The loop runner (supabase/functions/loop/index.ts) accepts runs from three entry points:

  1. UI — a user clicks Run on the Loops dashboard; the browser holds a JWT with sub = auth.uid().
  2. MCP server — an external Claude calls run_loop; the request comes through the service-role key (no sub) and passes the acting user via the triggered_by parameter.
  3. Builtins — the in-app chat assistant calls start_loop; same service-role context, same triggered_by mechanism.

The function extracts the user ID from the JWT sub if present (it always wins), else falls back to the explicit triggered_by parameter.
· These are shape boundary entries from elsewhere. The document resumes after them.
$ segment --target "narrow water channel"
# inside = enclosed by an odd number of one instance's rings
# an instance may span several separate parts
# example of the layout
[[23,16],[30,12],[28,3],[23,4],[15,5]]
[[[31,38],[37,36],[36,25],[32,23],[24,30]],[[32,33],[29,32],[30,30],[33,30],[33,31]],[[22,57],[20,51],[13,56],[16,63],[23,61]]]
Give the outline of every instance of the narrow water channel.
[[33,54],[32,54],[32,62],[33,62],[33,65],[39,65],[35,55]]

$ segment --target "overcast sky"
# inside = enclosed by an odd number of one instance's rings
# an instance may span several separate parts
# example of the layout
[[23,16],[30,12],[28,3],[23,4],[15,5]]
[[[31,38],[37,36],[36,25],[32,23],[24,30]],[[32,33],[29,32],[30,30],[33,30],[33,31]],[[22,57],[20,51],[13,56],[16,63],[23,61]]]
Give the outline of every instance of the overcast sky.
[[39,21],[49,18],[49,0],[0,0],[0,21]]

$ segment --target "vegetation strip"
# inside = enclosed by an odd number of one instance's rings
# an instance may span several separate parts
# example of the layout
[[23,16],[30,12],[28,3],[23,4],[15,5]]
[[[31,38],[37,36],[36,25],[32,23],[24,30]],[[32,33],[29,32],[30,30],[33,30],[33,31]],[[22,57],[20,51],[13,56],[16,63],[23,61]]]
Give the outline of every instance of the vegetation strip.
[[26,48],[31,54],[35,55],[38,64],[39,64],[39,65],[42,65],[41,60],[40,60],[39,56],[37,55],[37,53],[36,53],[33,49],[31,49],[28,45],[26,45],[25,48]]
This ensures a member cannot spoof another user: their own JWT always takes precedence, and the service-role caller's explicit parameter is honored only when there is no JWT sub.

Integration

  • Scheduling: a schedules row can target a loop via loop_id, so loops can run on a cron tick (same pattern as scheduled agents).
  • Best-of-K: The schema reserves room for runs > 1 (multi-attempt loops), but v1 ships with single-run only (K=1). Multi-run is a natural follow-up.

Why this pattern

Grounding an agent in a closed feedback loop — where it gets real, measured signal and iterates — produces better results than a single pass. The price cap makes it safe to automate: "spend up to $5 trying to get this right, then stop" is a control non-engineers can understand. By reusing agents, the tool loop, and usage accounting, the loop layer is thin and composable.